We have 2 ways of taking MongoDB backups.
This is how MongoDB backups have traditionally been taken on the GOV.UK Infrastructure.
A third-party script called automongodbbackup takes a
mongodump every night and stores them on disk
on a dedicated mount point on one of the MongoDB machines. This is likely the first in the replicaset as defined in the Puppet manifest.
The onsite backup machine (backup-1.management) pulls the latest backup and stores it on disk.

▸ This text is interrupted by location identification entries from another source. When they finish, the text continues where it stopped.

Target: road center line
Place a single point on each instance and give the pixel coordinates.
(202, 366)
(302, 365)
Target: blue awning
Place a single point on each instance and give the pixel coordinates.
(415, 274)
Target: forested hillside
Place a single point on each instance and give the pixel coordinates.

Duplicity runs each night to send encrypted backups to an Amazon S3 bucket.
To restore from this method:
- Fetch a backup from either the dedicated mount point, the onsite machine or the S3 bucket using duplicity (to decrypt you may need a password kept in the encrypted hieradata.
- Unzip the file. This will produce a directory of data.
mongo restore --drop <directory>
mongodumps to S3
We also take backups that are sent to an Amazon S3 bucket. The timings are defined by parameters set in the manifest, but for important MongoDB clusters these may be taken every 15 minutes. The machines which take the backups are defined in hiera node classes. These backups are encrypted using GPG, but the functionality is just a straightforward mongodump.
To restore the very latest backup, there is a script available to use:
/usr/local/bin/mongodb-restore-s3. The function essentially grabs the latest backup from the S3 bucket, decrypts and unpacks it, and does a
govuk_env_sync in AWS
In AWS environments, the mongodump to S3 has been replaced by a very similar mechanism as part of the [
govuk_env_sync environment sync][govuk-env-sync]. Here, the dump is not GPG encrypted anymore, but we rely on S3 for encryption at rest.